The Deputy should ask a question, not make statements.

How did the Minister and his fellow directors allow such outrageous and obscene actions to be carried out by the people responsible for running the European Bank for Reconstruction and Development?

He is almost eligible to become a director of a building society in Ireland.

Detailed statements were given at recent meetings by the chairman of the governors, Mr. Waigel, regarding the attitude of the board of governors to the expenditure entered into by the president of the bank, Jacques Attali. There was an extraordinary list of abuses of expenditure on some of the items mentioned by Deputy Rabbitte and other items, such as marble, lifts, special aircraft to take people to meetings which were totally unnecessary, and so on. The president made the decisions and entered into the expenditures involved. The controls, mechanisms and audits were brought forward by the governors but the president used the £40 million put forward by the United Kingdom Government and contributions from other members for an elaborate office. While the board of directors was satisfied that the president would enter into certain expenditures, it did not believe that he would undertake such large expenditure. The bank was set up in 1991. When the building was under construction a bomb exploded outside it in April last year and practically destroyed the building. Another bomb went off in the same area more recently, but did not have the same effect.

The marble is obviously resilient.

Only the marble.

It is the marble in the people's heads that does not seem to be resilient.

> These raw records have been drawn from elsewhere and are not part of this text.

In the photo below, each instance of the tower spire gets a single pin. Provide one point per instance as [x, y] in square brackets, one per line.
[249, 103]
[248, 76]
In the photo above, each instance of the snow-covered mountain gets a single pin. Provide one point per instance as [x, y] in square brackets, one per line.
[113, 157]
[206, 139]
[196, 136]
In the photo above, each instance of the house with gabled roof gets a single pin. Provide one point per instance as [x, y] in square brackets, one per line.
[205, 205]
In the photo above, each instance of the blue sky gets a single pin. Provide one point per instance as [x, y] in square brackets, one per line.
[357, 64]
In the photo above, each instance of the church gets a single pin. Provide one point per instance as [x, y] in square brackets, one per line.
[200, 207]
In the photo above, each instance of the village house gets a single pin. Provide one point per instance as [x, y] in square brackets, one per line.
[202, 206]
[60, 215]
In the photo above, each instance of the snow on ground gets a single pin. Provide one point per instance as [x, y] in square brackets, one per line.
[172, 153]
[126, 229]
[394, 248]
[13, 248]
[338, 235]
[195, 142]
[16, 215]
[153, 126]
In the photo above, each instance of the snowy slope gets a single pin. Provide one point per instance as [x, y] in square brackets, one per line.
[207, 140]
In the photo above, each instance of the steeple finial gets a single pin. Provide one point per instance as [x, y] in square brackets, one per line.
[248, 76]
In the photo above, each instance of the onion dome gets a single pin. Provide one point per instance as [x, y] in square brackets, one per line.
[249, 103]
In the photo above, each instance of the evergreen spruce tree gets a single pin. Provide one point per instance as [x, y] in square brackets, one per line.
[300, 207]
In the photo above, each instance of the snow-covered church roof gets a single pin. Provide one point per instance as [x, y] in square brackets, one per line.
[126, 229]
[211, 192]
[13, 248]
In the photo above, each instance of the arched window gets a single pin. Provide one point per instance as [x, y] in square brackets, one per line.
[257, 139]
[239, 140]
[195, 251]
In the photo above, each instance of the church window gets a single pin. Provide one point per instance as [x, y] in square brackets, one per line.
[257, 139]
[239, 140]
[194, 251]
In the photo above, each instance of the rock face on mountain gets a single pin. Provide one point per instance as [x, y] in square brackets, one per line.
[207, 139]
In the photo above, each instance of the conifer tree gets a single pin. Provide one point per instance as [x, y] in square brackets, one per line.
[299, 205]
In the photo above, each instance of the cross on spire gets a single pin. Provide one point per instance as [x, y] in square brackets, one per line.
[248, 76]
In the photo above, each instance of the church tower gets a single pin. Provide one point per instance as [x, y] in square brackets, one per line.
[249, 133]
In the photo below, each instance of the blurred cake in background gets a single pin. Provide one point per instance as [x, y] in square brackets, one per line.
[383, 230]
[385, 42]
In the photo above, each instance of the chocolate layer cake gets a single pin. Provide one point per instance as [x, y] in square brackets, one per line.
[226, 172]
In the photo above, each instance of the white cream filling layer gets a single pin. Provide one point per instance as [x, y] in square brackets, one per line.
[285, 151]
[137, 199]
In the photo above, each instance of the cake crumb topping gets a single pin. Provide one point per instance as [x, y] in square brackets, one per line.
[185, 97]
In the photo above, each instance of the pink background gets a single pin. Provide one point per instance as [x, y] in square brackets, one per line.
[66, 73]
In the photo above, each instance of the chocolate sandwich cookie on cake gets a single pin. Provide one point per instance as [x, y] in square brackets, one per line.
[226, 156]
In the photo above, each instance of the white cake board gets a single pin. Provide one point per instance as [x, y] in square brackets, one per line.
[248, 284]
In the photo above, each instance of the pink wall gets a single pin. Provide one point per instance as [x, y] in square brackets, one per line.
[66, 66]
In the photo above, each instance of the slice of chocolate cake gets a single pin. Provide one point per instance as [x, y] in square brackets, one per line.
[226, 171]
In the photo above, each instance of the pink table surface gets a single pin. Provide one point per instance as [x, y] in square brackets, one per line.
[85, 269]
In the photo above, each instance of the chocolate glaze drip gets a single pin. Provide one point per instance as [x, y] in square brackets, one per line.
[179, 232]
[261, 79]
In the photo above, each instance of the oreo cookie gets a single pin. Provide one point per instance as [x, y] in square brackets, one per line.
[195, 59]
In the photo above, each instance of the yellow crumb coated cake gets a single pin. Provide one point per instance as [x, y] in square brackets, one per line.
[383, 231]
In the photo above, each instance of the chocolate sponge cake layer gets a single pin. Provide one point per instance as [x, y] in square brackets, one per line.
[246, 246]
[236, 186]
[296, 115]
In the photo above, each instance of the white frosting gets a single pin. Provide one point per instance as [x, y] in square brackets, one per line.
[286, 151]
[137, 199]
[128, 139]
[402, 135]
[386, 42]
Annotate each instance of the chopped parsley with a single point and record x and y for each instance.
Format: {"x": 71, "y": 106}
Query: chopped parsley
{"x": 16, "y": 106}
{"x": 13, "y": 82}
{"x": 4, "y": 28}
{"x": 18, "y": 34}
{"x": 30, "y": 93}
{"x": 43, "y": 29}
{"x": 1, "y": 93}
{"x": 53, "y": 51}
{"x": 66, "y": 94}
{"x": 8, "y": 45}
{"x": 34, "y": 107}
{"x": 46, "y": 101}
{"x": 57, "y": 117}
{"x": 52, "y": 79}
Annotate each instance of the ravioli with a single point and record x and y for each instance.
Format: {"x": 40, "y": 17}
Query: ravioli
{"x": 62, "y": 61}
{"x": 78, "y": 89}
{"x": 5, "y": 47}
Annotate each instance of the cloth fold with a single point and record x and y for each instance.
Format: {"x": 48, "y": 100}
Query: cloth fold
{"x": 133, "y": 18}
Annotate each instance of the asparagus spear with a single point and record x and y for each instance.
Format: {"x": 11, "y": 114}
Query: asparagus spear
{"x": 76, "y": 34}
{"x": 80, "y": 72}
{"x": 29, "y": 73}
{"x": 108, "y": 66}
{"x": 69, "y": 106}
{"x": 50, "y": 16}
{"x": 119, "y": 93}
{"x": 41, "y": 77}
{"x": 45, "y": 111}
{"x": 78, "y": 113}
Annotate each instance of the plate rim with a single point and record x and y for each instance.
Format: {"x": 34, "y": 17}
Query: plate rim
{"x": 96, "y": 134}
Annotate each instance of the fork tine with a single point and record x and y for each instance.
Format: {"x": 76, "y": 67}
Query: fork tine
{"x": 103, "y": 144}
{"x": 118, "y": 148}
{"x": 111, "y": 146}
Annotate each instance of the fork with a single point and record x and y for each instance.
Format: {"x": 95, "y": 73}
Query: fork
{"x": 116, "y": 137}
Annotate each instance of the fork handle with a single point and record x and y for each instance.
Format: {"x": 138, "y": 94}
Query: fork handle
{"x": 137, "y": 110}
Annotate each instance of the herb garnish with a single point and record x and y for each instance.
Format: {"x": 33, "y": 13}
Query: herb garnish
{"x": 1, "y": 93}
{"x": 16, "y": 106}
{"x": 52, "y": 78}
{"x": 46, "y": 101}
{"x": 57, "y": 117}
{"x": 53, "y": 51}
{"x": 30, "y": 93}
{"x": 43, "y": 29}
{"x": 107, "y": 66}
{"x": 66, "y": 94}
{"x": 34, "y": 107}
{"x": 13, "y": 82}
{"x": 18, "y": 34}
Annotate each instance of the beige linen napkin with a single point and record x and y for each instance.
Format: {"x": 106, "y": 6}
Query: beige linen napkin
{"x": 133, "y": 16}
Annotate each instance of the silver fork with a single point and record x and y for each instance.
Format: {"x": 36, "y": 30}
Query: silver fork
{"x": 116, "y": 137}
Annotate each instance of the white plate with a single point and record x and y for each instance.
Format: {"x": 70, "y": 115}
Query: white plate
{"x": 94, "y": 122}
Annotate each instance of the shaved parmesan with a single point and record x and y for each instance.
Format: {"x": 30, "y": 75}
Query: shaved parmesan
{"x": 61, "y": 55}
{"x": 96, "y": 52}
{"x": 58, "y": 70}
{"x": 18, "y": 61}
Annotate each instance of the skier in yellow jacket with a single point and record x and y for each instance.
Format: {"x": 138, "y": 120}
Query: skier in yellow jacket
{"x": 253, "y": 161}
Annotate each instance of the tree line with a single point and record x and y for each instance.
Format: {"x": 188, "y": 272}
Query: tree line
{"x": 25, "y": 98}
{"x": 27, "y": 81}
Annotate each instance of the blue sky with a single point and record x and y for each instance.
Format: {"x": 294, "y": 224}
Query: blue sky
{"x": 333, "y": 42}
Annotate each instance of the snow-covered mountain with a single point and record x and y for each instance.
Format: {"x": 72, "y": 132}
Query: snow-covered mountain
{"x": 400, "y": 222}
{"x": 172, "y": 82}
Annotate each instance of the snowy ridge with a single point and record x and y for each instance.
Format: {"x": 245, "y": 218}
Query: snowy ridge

The chairman, Mr. Waigel, and my colleagues as governors have introduced a series of strict budgetary controls. The audit committee has commenced investigating the activities the president engaged in. The existing three board committees will play a stronger role in the preparation and monitoring of the budget and consideration is being given to establishing a separate budget committee. More structured and detailed budget documentation is to be supplied to the board in the future. The senior management post of director of corporate planning and budgeting is to be filled on a full-time basis, with a clear and exclusive line of responsibility. Up to now the president had responsibilities to keep down overheads. He was given a broad range of responsibilities and was able to deal with matters without checking with the committees. The board's audit committee, with external support if necessary, is to conduct a detailed and comprehensive inquiry into the procedures followed and the costs incurred in fitting out the bank's headquarters. As soon as the expenditures and the procedures followed by President Attali came to light, a full investigation took place.

Is the Minister aware that this bank was set up to help the poorest of the poor in Europe, people who have to queue to get the basic necessities in life? Will he agree that nobody is prepared to be accountable for this gross extravagence——

Not even the Irish Government.

——of taxpayers' money which was subscribed to help starving people and was used instead to build cushy offices for people who should be now out of a job, but are still all in employment? Why is Jacques Attali still running this bank after what has happened? Surely the Minister should insist that Monsieur Attali return to France, where I am sure he will have many opportunities for other employment. There should be a clear accountability, either by the Ministers or by the management, for what has happened. An appalling example is being set to the countries of Eastern Europe in the way in which a bank, set up to help them, is being run. This level of extravagance would do credit to the Kremlin at its worst, yet this is an institution set up, supposedly, to reconstruct post-communist Eastern Europe.

In regard to the general drift of Deputy Bruton's remarks, I made similar statements which were published widely over two weeks ago. The decision of the board of directors and the 57 member countries, having fully examined the report and the expenditures, was to allow the audit committee to proceed with its investigation. Monsieur Attali is employed on a contract basis and they have set up new arrangements and are appointing new people, as I have outlined, to deal with various aspects of the bank. There is no doubt that the expenditure, in my view and that of my colleagues, was an abuse. The role of the bank is to help countries who are in grave difficulty and all of these matters were investigated. Governor Waigel, as chairman, has spelt out publicly what has happened and the plans for the future.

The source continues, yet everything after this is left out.